Undergirding these issues in digital archival labor is a fundamental tension between the expensive digital infrastructure required to support digital collections and the neoliberal austerity which progressively reduces cultural heritage staff lines, even as collection volume increases. Career advancement in digital archives frequently privileges technical skill, scripting, and bulk processing over contextual knowledge, not necessarily because contextual knowledge is undervalued, but because distant processing is often the only way for an archivist to successfully meet grant and institutional deadlines. A 2020 survey of digital stewardship practitioners in the US found that digital archivists are generally confident in their ability to undertake deep, comprehensive work with collections, but lack the staff and institutional latitude to do so.[3] I would like to suggest that the pressure to work at scale at the expense of engagement with our collections similarly inhibits the quality of our work by limiting the kinds of tasks we can perform.

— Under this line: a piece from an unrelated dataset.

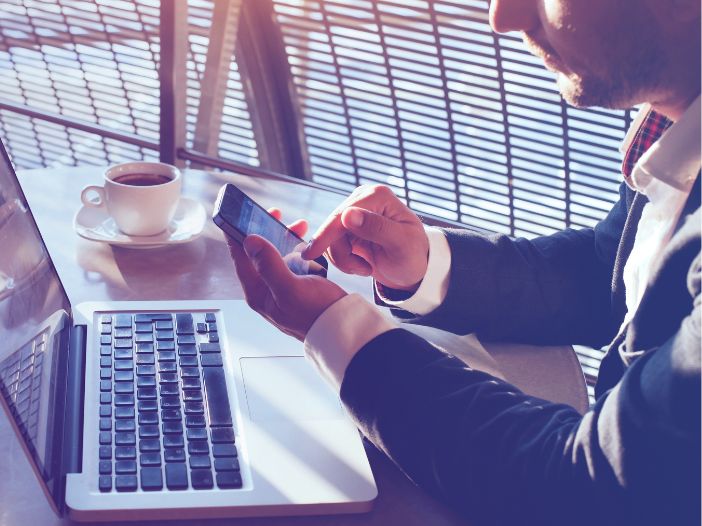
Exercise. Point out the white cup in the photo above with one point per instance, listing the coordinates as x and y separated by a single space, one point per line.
139 206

Slide with title "Conclusions"

Work at scale is often necessary to meet deadlines, but comes at the expense of engagement with collections

Scholarly collaboration and promotion are important elements of archival work

Without the ability to engage with collections, we cannot provide reference support or build exhibitions

Without the freedom to set time aside each week to simply read and appreciate our collections, digital archival labor all too often reduces rich and complex collections to simple data points, and reduces archivists themselves to digital functionaries focused entirely on maintaining digital infrastructure and compliance with preservation standards. Precisely because processing, manipulating, and providing access to large digital collections requires a special set of skills, there is fertile ground for digital archivists and researchers to collaborate closely, but the material circumstances surrounding our work currently drive us apart and deny us the knowledge needed to work with scholars. I would like digital archivists to have the freedom to take on fewer or smaller projects in order to work more slowly, more creatively, and more collaboratively.